The book of
Isaiah appears to be a layered text. A first layer consists of speeches and
narratives attributed to Isaiah and passed on for generations. Convinced that
the whole was relevant to their situation, later authors made additions to the
received tradition as the circumstances seemed to require.
Isa 34-35 and 40-66 presuppose a set of historical circumstances at a considerable remove from those referred to in the superscription of the book (Isa 1:1). Isa 34-35 and 40-66 contain prophecy whose historical point of departure is different from that of most of the oracles in Isa 1-33 and 36-39.
A majority of
those who have looked into the question see things this way. Among those who do
not and who hold instead that Isa 1-66 is the work of one author, three deserve
mention for the excellent quality of their exegesis: John Oswalt, J. Alec
Motyer, and Barry Webb (full references in the post entitled “An Isaiah Bibliography”).
Those who see
tell-tale signs that Isaiah is a layered text disagree about what is
attributable to Isaiah and what is not. In my view, the author(s) responsible
for Isa 40-66, a work that stands on its own, added Isa 1:27-31; 2:1;
13:1,17-22; 14:22-23; retouched 34:6-17 and added 34:1-5 and 35:1-10 thereto.

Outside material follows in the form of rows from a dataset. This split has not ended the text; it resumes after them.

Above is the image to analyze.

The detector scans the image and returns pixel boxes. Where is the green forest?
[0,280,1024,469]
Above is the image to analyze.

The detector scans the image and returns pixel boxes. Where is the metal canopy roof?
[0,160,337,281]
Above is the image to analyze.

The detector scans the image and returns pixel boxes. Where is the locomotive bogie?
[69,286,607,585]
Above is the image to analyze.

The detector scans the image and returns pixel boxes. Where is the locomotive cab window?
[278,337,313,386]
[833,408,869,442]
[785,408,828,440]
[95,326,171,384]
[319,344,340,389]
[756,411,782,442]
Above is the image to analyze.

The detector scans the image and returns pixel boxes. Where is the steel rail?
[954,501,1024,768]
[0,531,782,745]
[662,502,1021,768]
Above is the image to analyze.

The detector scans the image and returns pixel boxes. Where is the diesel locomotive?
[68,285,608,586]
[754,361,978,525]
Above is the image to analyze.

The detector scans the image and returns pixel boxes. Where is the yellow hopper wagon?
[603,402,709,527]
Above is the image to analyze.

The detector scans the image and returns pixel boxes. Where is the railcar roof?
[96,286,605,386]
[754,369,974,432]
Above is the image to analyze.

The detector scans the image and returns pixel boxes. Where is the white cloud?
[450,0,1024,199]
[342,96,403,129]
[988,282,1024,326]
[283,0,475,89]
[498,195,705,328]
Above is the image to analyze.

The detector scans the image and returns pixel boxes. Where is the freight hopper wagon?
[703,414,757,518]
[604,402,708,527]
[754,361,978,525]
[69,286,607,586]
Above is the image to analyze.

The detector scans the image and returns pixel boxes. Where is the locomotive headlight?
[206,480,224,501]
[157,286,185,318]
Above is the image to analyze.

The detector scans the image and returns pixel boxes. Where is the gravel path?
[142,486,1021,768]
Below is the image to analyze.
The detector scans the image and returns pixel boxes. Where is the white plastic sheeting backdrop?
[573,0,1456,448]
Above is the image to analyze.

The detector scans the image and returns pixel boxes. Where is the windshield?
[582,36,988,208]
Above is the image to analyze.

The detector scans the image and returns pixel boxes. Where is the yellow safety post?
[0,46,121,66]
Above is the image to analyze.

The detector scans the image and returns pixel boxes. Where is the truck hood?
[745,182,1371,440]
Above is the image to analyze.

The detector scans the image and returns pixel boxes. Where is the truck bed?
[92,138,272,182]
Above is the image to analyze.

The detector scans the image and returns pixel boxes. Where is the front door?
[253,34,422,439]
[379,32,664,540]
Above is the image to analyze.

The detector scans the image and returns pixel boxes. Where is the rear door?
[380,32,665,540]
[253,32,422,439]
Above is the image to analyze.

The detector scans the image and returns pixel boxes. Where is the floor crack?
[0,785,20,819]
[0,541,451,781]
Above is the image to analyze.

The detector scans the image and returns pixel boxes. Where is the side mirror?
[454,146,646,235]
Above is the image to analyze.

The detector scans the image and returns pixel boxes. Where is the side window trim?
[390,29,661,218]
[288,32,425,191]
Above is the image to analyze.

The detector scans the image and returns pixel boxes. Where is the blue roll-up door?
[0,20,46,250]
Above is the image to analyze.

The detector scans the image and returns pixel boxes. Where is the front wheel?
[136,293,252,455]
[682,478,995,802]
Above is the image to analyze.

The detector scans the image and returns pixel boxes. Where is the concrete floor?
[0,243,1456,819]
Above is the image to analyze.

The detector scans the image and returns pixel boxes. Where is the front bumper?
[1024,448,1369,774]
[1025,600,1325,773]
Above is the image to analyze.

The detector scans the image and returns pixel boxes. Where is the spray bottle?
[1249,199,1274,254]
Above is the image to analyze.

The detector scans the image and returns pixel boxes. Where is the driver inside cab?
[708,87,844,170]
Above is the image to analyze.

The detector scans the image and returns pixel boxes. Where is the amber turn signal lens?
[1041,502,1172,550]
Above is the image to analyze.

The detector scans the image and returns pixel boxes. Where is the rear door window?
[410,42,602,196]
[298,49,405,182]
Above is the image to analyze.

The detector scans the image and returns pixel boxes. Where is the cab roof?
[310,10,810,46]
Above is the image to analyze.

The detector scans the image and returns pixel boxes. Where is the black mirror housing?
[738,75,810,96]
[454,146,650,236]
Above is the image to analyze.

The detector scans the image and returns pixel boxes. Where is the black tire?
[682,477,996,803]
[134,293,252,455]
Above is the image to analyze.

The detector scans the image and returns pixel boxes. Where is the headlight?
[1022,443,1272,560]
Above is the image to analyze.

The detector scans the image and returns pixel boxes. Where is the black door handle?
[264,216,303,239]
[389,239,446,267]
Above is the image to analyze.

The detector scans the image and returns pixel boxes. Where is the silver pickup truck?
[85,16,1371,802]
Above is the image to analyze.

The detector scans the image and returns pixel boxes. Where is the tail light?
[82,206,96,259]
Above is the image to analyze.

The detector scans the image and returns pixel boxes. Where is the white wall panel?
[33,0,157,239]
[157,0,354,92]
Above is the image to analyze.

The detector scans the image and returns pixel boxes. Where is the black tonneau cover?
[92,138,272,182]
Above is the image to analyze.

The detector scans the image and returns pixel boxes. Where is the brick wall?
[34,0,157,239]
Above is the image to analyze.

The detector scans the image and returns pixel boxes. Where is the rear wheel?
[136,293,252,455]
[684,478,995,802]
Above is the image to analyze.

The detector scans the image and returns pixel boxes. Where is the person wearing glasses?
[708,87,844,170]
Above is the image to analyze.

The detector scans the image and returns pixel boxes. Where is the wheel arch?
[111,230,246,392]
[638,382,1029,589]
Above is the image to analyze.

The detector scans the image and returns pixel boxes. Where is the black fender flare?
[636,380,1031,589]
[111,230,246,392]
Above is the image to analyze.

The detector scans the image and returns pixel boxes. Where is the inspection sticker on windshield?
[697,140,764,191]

In addition, 38-39 was moved from its previous position preceding 36-37 to its
current location in order to serve as a bridge piece to 40-66.
On this view, Isa 1:27-31 was added by an author who heard 1:2-26 against the background of the situation reflected in Isa 56-66. 2:2-5 is the original continuation of 1:21-26. Other scholars have argued along these lines, in whole or in part.
 On 1:21-31 as a complex unity on a par with 1:2-20, see Marvin A. Sweeney, Isaiah 1-39 with an Introduction to the Prophetic Literature (FOTL 16; Grand Rapids: Eerdmans, 1996) 63-65. On 2:2-5 as the continuation of 1:21-31, see Yehoshua Gitay, Isaiah and His Audience: The Structure and Meaning of Isaiah 1-12 (SSN 30; Assen: Van Gorcum, 1991) 35-49. On 1:27-31 as an addition by a Persian period author who hears 1:2-26 against the background of the situation reflected in Isaiah 56-66 and shapes the whole into a new speech announcing salvation to those who refrain from the religious and moral transgressions referred to in Isaiah 56-66, and perdition to those who do not, see Joseph Blenkinsopp, Isaiah 1-39. A New Translation with Introduction and Commentary (AB 19; Garden City: Doubleday, 2000) 187-88. Hugh G. M. Williamson argues that Isa 2:3-4 finds an echo in Isa 51:4-5 and must predate it. Nonetheless he dates 2:2-5 to the same period as 51:4-5 (late exilic) (A Critical and Exegetical Commentary on Isaiah 1-27. Volume 1. Commentary on Isaiah 1-5 [ICC; London 2006] 173-79; 178). The matter deserves to be taken up anew.